- T.N.Sivakumar

Background information
- Born: 19 September 1957 (age 67) Thalainayar, Tamil Nadu, India
- Genres: Carnatic classical music, film score
- Occupation: Flutist
- Instrument(s): Venu, Flute
- Years active: 1975-current

= T. N. Sivakumar =

Thalainayar Narayanaswamy Sivakumar (T. N. Sivakumar) is a visually challenged carnatic flutist guru from Chennai. He is a disciple of Sri T. R. Mahalingam. He has performed in various cultural concerts across the globe. He was told by Kanchi Paramacharyar H.H.Chandrashekara saraswathy that he would be leading the rest of his life with a bamboo stick; (South Indian bamboo flute venu). Sri. Sivakumar lost his father at an early age and was brought up by his mother. His mother was very well versed in carnatic music who was his first teacher. Sri.Sivakumar started learning vocal music from his mother and started learning the flute from the age of seventeen. He started learning many songs just by listening to the radio. She contributed a lot by taking her visually challenged son everywhere to learn music taught him to play songs in a particular style. He mastered many songs composed in a way his mother sang.

==About==
Sri Sivakumar was trained by flute maestro Sri T. R. Mahalingam, who was also his maternal uncle. He was trained at the Government Music College, Madras (Chennai) by Smt. T. R. Navaneetham for a period of 3 years, where he went on to get his Diploma titled "Vadya Visarada". For a period of 10 years (1976 to 1985), he was also trained by Sri Prapancham Sitaram.

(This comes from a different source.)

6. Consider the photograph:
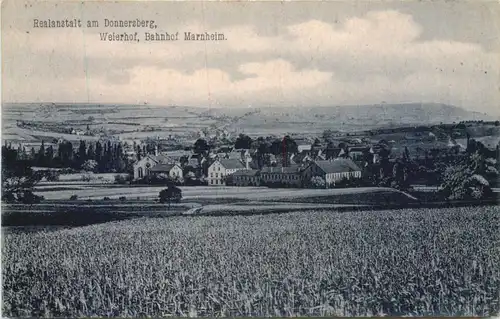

Apart from Carnatic music, Sivakumar also learnt Hindustani music under Sri Krishna Nandhan. He learnt to play film music from Sri P S Divakar for 2 years. He became handicapped as both his eyes were hurt in an accident which led to retina damage. His preliminary education in music was under his mother's guidance for the first 5 years.

He continues to train students in flute and keyboard. He has trained around 2000 students over the past years. He has traveled around the globe and given concerts in America, South Africa and Europe.

==Awards and achievements==
He was awarded the "Sangeetha Shiromani, D.U.E.M.S". His first Arangetram was on 1 March 1977 at Thygaraja Vidwad Samajam, accompanied by Sri B.A. Chidambaranathan (A.I.R) on the violin and Sri Rajam on the Mridangam. His second performance was at Sadguru Sri Thyagaraja aradhana, Thiruvayaru on 11 January 1978 in the presence of Sri Kunnakudi Vaidyanathan. He has also left his imprint in film music. One can hear his flute in films like "His Highness Abdullah" (Malayalam) and "Nizhalgal" (Tamil).